Das außergewöhnliche Musical mit den Klappmaulpuppen (Puppen mit großem Mund und Oberkörper, allerdings aber ohne Beine) von Robert Lopez, Jeff Marx (Musik und Gesangstexte) und Jeff Whitty (Buch) wurde 2003 nach vier Jahren Vorbereitung in New York uraufgeführt, in Deutschland war das Stück erstmals 2012 in Mannheim zusehen. Nach München, Hagen und Hildesheim feierte es nun auch in Bielefeld am 10.09. mit einer Inszenierung von Nick Westbrock Premiere. Mit dabei sind bekannte Künstler wie Thomas Klotz (Princeton/Rod u. a.) und Norbert Kohler als Hausmeister Daniel Küblböck; die musikalische Leitung der fünfköpfigen Band übernimmt William W. Murta.

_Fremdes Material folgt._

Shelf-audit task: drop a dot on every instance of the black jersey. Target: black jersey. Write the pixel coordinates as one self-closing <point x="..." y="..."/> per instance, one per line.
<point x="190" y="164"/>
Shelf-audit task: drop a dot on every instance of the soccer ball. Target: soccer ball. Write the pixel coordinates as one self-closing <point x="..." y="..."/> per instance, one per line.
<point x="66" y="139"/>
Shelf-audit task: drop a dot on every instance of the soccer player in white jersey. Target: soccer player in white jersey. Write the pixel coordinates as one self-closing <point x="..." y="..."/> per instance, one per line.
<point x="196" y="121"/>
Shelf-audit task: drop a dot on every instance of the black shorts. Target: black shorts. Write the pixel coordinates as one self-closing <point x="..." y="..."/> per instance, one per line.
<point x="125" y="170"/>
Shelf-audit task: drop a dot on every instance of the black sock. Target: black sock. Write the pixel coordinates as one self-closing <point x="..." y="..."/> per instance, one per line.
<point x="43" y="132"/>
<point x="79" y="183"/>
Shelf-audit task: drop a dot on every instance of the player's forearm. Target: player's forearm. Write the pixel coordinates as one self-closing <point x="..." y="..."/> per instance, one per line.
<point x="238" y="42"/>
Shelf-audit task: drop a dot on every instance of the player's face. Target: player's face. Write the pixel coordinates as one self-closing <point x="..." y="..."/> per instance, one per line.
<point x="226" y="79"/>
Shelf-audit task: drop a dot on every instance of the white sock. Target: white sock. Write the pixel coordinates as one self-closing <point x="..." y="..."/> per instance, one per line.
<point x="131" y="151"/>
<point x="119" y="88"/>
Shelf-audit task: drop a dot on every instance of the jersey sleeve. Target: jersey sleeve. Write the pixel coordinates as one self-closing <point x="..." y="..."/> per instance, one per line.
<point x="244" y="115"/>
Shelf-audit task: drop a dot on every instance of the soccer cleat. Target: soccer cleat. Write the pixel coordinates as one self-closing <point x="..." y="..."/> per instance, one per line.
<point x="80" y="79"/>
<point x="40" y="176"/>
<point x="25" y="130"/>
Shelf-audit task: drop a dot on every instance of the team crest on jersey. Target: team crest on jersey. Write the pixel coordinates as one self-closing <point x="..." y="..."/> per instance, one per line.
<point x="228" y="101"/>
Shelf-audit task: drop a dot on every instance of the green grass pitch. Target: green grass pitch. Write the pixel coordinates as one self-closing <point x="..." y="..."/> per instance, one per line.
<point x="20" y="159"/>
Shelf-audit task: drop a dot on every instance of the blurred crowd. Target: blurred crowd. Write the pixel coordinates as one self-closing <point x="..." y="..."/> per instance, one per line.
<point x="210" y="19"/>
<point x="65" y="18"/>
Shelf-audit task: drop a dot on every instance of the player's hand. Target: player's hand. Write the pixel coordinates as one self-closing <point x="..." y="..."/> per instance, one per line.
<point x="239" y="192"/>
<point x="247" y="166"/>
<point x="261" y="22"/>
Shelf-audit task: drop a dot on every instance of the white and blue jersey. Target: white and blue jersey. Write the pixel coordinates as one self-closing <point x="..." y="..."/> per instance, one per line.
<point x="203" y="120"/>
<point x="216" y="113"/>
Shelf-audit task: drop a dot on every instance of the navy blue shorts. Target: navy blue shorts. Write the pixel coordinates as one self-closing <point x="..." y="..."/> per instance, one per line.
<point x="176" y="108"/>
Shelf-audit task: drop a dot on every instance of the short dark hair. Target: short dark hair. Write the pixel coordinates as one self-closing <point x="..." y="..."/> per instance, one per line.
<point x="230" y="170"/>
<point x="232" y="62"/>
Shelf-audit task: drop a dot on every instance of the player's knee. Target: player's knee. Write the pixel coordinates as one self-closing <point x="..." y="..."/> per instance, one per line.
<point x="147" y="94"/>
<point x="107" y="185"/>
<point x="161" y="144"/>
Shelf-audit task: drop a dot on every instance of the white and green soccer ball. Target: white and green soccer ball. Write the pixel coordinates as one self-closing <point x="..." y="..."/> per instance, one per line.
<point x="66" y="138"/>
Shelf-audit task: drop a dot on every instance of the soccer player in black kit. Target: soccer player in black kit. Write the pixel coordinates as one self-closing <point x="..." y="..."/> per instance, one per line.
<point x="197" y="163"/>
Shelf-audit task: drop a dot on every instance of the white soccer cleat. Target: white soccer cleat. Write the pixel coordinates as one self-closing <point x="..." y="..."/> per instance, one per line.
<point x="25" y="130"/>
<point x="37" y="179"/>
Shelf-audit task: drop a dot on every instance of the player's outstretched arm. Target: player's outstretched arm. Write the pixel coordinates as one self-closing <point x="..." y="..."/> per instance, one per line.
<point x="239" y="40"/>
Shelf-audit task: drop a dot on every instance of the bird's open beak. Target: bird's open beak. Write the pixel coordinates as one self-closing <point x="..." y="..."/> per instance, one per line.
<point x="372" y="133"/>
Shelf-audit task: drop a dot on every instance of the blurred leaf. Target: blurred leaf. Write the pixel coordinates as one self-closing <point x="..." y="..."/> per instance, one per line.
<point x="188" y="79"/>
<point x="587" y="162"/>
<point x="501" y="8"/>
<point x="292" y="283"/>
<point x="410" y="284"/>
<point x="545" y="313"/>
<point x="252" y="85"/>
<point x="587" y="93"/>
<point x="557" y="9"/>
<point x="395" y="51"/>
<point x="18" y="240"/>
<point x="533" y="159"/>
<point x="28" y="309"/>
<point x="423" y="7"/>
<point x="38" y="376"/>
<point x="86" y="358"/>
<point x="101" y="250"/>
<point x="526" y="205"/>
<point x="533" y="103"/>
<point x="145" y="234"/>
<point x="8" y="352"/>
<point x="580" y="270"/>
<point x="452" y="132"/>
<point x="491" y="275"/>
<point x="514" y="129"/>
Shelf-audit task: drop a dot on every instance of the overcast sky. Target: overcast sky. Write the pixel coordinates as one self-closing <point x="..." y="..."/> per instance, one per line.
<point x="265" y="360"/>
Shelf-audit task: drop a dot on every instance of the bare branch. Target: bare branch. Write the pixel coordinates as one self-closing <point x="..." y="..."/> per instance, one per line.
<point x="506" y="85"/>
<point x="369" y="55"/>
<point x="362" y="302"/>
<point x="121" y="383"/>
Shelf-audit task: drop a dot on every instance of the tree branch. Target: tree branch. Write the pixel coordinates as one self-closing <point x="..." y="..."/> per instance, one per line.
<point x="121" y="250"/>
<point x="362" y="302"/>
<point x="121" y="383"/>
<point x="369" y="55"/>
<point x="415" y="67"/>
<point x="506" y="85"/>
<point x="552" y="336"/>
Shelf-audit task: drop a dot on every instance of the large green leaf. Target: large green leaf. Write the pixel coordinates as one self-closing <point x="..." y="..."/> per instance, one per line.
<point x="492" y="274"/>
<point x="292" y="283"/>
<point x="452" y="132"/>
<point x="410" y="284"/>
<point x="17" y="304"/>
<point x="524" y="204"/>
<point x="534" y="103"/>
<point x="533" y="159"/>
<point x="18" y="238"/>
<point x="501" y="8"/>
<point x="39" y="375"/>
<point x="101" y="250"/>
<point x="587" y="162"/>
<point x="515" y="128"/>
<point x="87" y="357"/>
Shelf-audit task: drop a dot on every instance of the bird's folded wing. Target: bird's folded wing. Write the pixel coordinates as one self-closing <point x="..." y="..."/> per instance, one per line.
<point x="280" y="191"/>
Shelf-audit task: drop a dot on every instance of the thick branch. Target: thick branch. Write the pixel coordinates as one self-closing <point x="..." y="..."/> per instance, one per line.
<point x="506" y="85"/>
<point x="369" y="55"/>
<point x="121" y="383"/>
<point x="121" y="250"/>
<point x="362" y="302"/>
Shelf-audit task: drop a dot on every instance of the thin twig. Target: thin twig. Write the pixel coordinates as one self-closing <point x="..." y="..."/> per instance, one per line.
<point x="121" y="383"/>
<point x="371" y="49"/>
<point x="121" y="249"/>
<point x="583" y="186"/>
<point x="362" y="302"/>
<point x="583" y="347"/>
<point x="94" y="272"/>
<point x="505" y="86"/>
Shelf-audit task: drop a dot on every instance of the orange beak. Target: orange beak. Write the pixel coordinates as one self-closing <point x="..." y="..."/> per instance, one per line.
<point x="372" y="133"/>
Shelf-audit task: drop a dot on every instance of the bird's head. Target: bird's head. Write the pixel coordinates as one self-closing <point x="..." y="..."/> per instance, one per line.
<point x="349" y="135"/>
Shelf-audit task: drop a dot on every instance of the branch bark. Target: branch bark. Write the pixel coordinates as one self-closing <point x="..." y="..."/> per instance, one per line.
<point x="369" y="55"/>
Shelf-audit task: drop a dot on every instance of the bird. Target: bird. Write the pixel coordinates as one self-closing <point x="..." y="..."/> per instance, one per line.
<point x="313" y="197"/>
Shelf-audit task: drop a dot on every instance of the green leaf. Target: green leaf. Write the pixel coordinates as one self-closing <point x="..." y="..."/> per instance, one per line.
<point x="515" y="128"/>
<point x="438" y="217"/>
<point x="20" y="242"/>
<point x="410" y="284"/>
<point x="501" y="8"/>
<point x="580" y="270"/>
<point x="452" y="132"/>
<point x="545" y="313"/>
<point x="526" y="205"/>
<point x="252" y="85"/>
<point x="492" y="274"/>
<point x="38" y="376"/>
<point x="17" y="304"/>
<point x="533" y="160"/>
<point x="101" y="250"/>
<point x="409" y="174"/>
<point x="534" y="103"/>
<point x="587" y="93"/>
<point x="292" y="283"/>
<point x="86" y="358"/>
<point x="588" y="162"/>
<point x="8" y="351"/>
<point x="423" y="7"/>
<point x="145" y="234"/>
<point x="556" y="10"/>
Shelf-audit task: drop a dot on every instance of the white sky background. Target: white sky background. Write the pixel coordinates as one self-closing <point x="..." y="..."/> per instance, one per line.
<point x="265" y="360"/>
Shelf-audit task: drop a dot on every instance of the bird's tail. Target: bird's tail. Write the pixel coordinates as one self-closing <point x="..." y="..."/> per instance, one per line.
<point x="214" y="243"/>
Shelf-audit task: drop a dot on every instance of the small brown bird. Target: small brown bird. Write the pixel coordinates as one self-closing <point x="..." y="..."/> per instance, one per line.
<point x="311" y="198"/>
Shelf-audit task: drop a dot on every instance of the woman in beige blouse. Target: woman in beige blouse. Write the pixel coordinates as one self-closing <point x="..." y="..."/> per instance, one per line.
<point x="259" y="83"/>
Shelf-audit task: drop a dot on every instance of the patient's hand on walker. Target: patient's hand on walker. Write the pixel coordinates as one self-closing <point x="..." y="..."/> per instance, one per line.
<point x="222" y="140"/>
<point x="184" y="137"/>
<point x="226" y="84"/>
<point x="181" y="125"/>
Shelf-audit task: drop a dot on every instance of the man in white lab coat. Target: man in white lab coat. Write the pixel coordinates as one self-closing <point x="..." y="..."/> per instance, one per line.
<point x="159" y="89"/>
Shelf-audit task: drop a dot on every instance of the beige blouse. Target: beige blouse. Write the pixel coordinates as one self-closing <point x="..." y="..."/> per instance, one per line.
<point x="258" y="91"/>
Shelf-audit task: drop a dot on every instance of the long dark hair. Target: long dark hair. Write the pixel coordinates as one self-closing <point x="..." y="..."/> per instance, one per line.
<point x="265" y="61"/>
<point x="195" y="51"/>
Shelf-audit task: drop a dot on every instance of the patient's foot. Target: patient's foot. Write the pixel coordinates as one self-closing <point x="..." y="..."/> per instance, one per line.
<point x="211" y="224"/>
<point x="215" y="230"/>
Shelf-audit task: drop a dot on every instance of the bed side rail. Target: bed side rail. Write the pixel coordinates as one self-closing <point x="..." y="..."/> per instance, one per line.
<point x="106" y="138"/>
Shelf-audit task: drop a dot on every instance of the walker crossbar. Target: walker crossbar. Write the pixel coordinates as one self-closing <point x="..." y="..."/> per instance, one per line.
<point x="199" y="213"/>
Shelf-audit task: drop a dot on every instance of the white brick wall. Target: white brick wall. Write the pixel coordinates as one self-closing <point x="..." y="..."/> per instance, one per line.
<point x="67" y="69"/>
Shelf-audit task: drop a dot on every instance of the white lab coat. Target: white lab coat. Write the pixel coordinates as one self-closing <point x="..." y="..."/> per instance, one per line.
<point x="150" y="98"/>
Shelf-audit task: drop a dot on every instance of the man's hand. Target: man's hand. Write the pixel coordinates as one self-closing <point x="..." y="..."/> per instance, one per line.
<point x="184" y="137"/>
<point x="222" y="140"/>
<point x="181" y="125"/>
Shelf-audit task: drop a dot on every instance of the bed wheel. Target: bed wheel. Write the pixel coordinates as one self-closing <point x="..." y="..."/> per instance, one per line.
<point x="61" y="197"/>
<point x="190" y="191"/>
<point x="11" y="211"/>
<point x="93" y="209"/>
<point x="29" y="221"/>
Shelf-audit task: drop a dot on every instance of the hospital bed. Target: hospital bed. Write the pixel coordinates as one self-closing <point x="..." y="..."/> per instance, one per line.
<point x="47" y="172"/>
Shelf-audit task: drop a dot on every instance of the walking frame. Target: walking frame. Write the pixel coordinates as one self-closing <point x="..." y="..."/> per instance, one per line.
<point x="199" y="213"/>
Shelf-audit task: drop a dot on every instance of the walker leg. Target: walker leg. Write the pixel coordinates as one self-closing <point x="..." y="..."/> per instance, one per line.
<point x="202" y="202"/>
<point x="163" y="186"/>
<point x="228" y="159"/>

Im Vordergrund stehen allerdings die Puppen und nicht die Darsteller. Der Fokus soll ganz auf diesen liegen und nicht auf den Puppenspielern, die schwarz gekleidet den Puppen Leben verleihen. Dies klappt ohne Probleme, schnell schaut man nur noch die Puppen an – manchmal allerdings lohnt sich auch ein Blick in das Gesicht der Schau- bzw. eher Puppenspieler: In einigen Szenen, wo eine feine Mimik bei den Puppen nicht möglich ist, zeigen die Künstler diese und man versteht etwas mehr, was die Puppe gerade fühlt.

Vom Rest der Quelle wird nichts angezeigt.